© 2020 Strange Loop
Working with data often means trying to locate data that fits patterns, akin to finding a needle in a haystack. When we add big data from non homogenous sources to the mix, this problem becomes exponentially complex. One of the use cases at Netflix, is about improving the Sign Up experience through experimentation. Being able to find user journeys across billions of events; that follow certain patterns, is a key insight into simplifying the sign up process.
This gave us an idea to build a framework to express these user journey patterns that could be translated into a Non Deterministic Finite State Machine. One of the ideas that we adapted from Ken Thompson's 1968 CACM paper, was to create an NDFA around patterns defined using regex that could support backtracking. The next step was applying the state machine across billions of events at scale using Spark. The final piece to the puzzle was to make it easily usable by Data Engineers, Scientists and Analysts alike.
In this talk, we will cover how we built this framework (dubbed "Conduit") and the design decisions resulting from challenges along the way. We will also talk about how this can be adapted to real time applications in the future.

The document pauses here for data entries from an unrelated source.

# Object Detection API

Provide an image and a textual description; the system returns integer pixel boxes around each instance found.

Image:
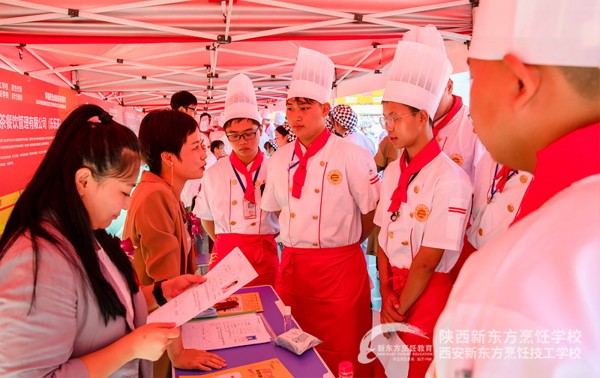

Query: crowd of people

[0,0,600,377]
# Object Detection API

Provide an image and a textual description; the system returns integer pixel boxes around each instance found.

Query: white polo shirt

[434,104,485,182]
[467,151,533,249]
[195,156,279,235]
[261,135,380,248]
[374,152,473,273]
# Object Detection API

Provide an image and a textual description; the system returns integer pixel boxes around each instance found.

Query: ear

[503,54,540,109]
[417,109,429,126]
[321,102,331,117]
[160,151,173,166]
[75,168,93,196]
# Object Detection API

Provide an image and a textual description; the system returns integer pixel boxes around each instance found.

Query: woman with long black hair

[0,105,205,377]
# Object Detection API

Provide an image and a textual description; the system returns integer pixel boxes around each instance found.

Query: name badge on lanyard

[243,198,256,219]
[233,167,261,219]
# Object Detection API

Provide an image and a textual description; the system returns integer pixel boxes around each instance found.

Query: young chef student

[198,74,279,286]
[375,28,473,377]
[262,48,379,377]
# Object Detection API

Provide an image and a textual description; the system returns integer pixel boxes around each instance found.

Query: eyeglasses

[379,110,419,127]
[225,129,258,142]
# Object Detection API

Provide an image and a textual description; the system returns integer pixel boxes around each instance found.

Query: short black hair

[171,91,198,110]
[210,140,225,154]
[139,109,198,175]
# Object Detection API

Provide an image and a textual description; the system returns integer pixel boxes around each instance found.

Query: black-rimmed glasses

[225,129,258,142]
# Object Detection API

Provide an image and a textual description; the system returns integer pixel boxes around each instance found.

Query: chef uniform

[431,0,600,377]
[196,74,279,286]
[262,48,379,376]
[374,27,473,377]
[402,25,485,182]
[467,152,533,249]
[433,95,485,180]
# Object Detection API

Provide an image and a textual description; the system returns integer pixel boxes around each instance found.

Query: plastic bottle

[283,306,292,332]
[338,361,354,378]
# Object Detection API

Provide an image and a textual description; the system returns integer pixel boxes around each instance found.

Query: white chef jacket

[430,174,600,378]
[374,152,473,273]
[433,104,485,182]
[196,156,279,235]
[261,135,380,248]
[467,151,533,249]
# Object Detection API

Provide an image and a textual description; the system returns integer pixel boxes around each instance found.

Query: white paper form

[147,247,258,326]
[181,314,271,350]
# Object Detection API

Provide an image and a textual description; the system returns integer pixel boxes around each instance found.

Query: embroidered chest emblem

[450,154,465,167]
[414,203,430,222]
[327,169,343,185]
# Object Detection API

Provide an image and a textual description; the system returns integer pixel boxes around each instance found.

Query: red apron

Ajit Koti is a Senior Engineer on the Growth Data Engineering team at Netflix, building products that enable Non Member Acquisition & Experimentation. He has over 14 years of experience building and architecting large-scale distributed systems and services. Ajit has previously built Big Data Solutions for Fanatics and IBM Labs.
Passionate about all things data, Rashmi Shamprasad is a Senior Data Engineer on the Growth Data Engineering team at Netflix, building data products that enable Non Member Acquisition & Experimentation. With over 9 years of experience working in Big Data, her previous stints include building Big Data solutions at PayPal and eBay. Rashmi holds a Masters in Computer Applications and Bachelors in Commerce.